Engineered Materials
Engineered Materials
Learning Objectives:
- Understand various general characteristics of a wide variety of elastomers and fibres, ceramics and glass materials.
- To recognize common thermoplastics and thermosets.
Elastomers and Fibres:
Elastomers are rubber like solids with elastic properties. In these elastomeric polymers, the polymer chains are held together by the weakest intermolecular forces. These weak binding forces permit the polymer to be stretched. A few cross-links are introduced in between the chains, which help the polymer to retract to its original position after the force is released as in vulcanised rubber. The examples are buna-S, buna-N, neoprene, etc.
FML, CC BY-SA 2.5, via Wikimedia Commons
Thermoplastic Polymers:
These are the linear or slightly branched long chain molecules capable of repeatedly softening on heating and hardening on cooling.These polymers possess intermolecular forces of attraction intermediate between elastomers and fibres. Some common thermoplastics are polythene, polystyrene, polyvinyls, etc.
A thermoplastic is a polymer that turns to a liquid when heated and freezes to a very glassy state when cooled sufficiently.
Most thermoplastics are high-molecular-weight polymers whose chains associate through weak Van der Waals forces (polyethylene); stronger dipole-dipole interactions and hydrogen bonding (Nylon).
Thermosetting Polymers:
These polymers are cross linked or heavily branched molecules, which on heating undergo extensive cross linking in moulds and again become infusible. These cannot be reused. Some common examples are bakelite, urea-formaldelyde resins, etc.
Thermoplastic polymers differ from thermosetting polymers (Bakelite, vulcanized rubber) since thermoplastics can be remelted and remolded.
Thermosetting plastics when heated, will chemically decompose, so they cannot be recycled. Yet, once a thermoset is cured it tends to be stronger than a thermoplastic.
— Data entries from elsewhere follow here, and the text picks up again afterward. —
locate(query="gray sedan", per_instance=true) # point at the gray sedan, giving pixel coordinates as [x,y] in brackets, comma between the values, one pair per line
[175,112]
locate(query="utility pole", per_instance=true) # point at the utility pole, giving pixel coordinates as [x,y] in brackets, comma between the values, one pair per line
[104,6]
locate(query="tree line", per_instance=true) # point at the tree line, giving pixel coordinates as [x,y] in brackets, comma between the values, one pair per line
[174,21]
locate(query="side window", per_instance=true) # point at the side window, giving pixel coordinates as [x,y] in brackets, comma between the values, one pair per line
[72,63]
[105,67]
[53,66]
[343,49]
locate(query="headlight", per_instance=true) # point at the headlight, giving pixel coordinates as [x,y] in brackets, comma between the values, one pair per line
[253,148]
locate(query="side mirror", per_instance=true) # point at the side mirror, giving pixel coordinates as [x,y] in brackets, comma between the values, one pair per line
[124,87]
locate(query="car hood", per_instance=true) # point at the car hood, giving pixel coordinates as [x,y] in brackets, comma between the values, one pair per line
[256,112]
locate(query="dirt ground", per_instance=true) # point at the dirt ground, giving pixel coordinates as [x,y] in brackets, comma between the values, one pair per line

Typically, linear polymers with minor branched structures (and flexible chains) are thermoplastics. The networked structures are thermosets.
Ceramics:
This category of materials includes things like tile, bricks, plates, glass, and toilets. Ceramics can be found in products like watches (quartz tuning forks-the time keeping devices in watches), snow skies (piezoelectric-ceramics that stress when a voltage is applied to them), automobiles (spark plugs and ceramic engine parts found in race cars), and phone lines. They can also be found on space shuttles, appliances (enamel coatings), and airplanes (nose cones). Depending on their method of formation, ceramics can be dense or lightweight. Typically, they will demonstrate excellent strength and hardness properties; however, they are often brittle in nature. Ceramics can also be formed to serve as electrically conductive materials, objects allowing electricity to pass through their mass, or insulators, materials preventing the flow of electricity. Some ceramics, like superconductors, also display magnetic properties.
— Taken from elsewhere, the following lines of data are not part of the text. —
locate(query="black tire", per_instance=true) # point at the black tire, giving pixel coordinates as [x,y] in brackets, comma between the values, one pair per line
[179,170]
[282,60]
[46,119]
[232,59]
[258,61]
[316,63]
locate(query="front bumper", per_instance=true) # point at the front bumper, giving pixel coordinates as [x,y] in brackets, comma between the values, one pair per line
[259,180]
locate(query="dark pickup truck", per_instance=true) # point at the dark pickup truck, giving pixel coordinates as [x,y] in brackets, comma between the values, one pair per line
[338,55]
Ceramics are generally made by taking mixtures of clay, earthen elements, powders, and water and shaping them into desired forms. Once the ceramic has been shaped, it is fired in a high temperature oven known as a kiln. Often, ceramics are covered in decorative, waterproof, paint-like substances known as glazes.
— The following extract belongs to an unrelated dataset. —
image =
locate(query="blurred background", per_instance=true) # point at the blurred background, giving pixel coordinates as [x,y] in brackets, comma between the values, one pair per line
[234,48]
Silar, CC BY-SA 4.0, via Wikimedia Commons
Glass:
The mechanical properties of glasses are dual in nature:
- Below the glass transition temperature, T$_g$, glass is a rigid brittle material.
- Above T$_g$, glass behaves as a viscous liquid.
with behavior characterized by continuous deformation (at a rate inversely related to viscosity) rather than a fixed elastic strain in response to stress.
Types of Glasses:
-
Annealed:
- No residual stresses at room temperature
- Large and sharp segment breakage.
- Tempered:
- Surface quenched below \(T_g\)
- Slow cooled to room temperature.
- Surface residual compressive stress,
- Core residual tensile stress
- Finely fragmented and dull breakage.
-
Laminated: Two ordinary layer of annealed glass with a central layer of polymer.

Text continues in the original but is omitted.